Around four million passengers travel by tube each day, so these free bottles will reach barely 7% of the target audience. Also notice that they're not all being given out today, which is a pity, because the more bottles you can give out on the hottest day of the year the better.
I don't know about you, but carrying water with me every time I travel by tube wouldn't be a small change to my travel habits. I'd have to buy a bottle every time I travel, which would delay my journey by having to visit a shop, or else I'd have to stock up at home and then carry the bottle around with me all day, either weighing me down or getting in the way.
Or of course TfL could give away empty refillable bottles which we could all use again and again using tapwater. That'd be a brilliant way to drive the campaign home, and much more eco-friendly. But this'll never happen because it'd cost money, which TfL doesn't have. Or alternatively the bottles could be sponsored, except no bottled water company is ever going to sign up for that, obviously.
There are also air-cooled trains on the Overground, but these must not be mentioned because this is a tube announcement, and organisational divisions must not be breached.

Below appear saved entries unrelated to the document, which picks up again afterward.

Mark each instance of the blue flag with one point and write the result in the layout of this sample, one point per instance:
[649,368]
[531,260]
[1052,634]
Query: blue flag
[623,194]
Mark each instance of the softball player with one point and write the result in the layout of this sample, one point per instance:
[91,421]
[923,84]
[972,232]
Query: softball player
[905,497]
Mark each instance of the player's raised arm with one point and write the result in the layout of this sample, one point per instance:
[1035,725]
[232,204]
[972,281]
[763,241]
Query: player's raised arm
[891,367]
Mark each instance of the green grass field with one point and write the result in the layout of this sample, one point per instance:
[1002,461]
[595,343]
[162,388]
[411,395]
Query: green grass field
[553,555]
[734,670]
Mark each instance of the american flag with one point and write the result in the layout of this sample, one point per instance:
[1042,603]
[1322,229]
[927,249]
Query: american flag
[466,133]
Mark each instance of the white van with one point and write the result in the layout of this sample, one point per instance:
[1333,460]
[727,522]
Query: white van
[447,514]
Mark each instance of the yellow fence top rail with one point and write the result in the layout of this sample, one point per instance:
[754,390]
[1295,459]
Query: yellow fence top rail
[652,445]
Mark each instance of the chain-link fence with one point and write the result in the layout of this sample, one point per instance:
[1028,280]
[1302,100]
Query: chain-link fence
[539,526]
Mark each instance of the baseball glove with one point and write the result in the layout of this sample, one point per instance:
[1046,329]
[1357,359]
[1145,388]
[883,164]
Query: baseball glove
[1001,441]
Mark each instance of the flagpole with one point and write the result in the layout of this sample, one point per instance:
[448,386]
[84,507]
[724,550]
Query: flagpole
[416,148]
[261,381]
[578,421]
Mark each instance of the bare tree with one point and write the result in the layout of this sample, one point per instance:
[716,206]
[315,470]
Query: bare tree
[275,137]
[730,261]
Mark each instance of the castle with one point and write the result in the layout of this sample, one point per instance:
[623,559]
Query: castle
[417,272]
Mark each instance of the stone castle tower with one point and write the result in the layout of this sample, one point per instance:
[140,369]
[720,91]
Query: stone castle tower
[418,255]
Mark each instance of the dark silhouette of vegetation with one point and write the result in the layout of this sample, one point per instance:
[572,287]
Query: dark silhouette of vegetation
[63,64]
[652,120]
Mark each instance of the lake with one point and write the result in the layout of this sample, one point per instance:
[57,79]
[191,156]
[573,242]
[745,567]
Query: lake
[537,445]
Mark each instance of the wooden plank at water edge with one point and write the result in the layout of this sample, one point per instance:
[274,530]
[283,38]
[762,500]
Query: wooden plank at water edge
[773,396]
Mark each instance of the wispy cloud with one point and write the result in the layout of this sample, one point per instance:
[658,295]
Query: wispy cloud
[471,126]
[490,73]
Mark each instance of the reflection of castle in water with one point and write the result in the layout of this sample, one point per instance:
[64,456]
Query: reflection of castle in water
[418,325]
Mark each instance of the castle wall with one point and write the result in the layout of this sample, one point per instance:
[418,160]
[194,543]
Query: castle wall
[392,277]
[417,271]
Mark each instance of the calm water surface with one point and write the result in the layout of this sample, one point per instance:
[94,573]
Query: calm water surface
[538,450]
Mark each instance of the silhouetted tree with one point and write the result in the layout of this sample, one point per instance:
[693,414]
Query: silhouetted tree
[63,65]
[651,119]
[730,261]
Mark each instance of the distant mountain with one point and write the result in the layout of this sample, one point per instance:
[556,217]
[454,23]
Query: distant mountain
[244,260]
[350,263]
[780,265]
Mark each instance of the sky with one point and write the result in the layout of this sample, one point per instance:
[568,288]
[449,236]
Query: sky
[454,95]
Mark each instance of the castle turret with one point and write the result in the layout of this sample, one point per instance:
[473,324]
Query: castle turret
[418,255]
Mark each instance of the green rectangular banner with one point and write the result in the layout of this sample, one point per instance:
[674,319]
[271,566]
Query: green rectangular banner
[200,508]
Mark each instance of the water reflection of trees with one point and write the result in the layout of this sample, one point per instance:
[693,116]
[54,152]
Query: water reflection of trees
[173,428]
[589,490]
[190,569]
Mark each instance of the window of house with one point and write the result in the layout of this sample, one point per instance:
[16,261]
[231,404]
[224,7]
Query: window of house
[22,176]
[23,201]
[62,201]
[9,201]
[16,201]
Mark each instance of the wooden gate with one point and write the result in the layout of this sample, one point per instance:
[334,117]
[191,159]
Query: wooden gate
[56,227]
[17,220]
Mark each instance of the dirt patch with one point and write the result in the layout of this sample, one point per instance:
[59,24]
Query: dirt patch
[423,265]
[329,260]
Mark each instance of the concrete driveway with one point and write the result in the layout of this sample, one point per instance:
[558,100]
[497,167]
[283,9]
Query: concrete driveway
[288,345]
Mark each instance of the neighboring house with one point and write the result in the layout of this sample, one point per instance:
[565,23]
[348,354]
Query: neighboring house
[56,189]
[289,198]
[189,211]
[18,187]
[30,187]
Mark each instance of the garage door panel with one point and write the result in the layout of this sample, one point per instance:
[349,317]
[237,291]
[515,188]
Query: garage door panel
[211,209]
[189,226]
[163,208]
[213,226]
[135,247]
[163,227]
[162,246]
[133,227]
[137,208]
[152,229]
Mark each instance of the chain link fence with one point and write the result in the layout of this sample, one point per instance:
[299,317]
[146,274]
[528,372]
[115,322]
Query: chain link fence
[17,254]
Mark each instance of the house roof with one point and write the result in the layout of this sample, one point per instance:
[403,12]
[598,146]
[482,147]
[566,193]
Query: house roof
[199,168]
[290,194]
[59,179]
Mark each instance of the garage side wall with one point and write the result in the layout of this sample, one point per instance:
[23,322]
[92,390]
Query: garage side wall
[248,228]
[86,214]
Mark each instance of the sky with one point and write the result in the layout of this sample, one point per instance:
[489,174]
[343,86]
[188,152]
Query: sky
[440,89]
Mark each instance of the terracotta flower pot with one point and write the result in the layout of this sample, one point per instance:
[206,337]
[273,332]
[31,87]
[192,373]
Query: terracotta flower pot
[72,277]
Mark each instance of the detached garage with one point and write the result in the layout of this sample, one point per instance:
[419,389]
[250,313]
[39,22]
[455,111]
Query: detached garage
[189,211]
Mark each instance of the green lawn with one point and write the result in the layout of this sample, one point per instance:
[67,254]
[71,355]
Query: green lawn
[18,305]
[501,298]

Interestingly <Drinks company> is not the same drinks company which paid for a sponsored makeover of Canada Water station last year. TfL don't genuinely believe that one brand of bottled water is better than another, they simply take the money off anyone who's willing.
Hang on a second. Thanks to a major programme of investment, almost complete, air-conditioned trains already form the great majority of rolling stock on 40% of the Underground network. If your journey today is on the Metropolitan, Circle or Hammersmith and City lines you don't need a bottle of water to cool you down, and if you're on the District line you probably don't. Bottles of water are only of potential use in preventing alarm-pull delays on the deep level tube, where yes, conditions today may be pretty bad. But TfL's advice covers all tube journeys, because the organisation believes in simplicity, rather than 'confusing' the travelling public with something more specific.
And this, this is the point of the entire exercise. Bryan's team has come up with a meaningless 'Live Young' slogan, and now they get to shoehorn it into a press release in the hope that media outlets no longer staffed by journalists will cut and paste their words and regurgitate the slogan in front of a vast target audience. There wouldn't be any free bottles, nor any press release, if Bryan's brand didn't have a campaign to promote.
But this is bloody excellent advice. Don't be an idiot and slow down an entire tube line by staying on the tube if you're unwell. The staff at the next station might even have some water to perk you up, and see you on your way.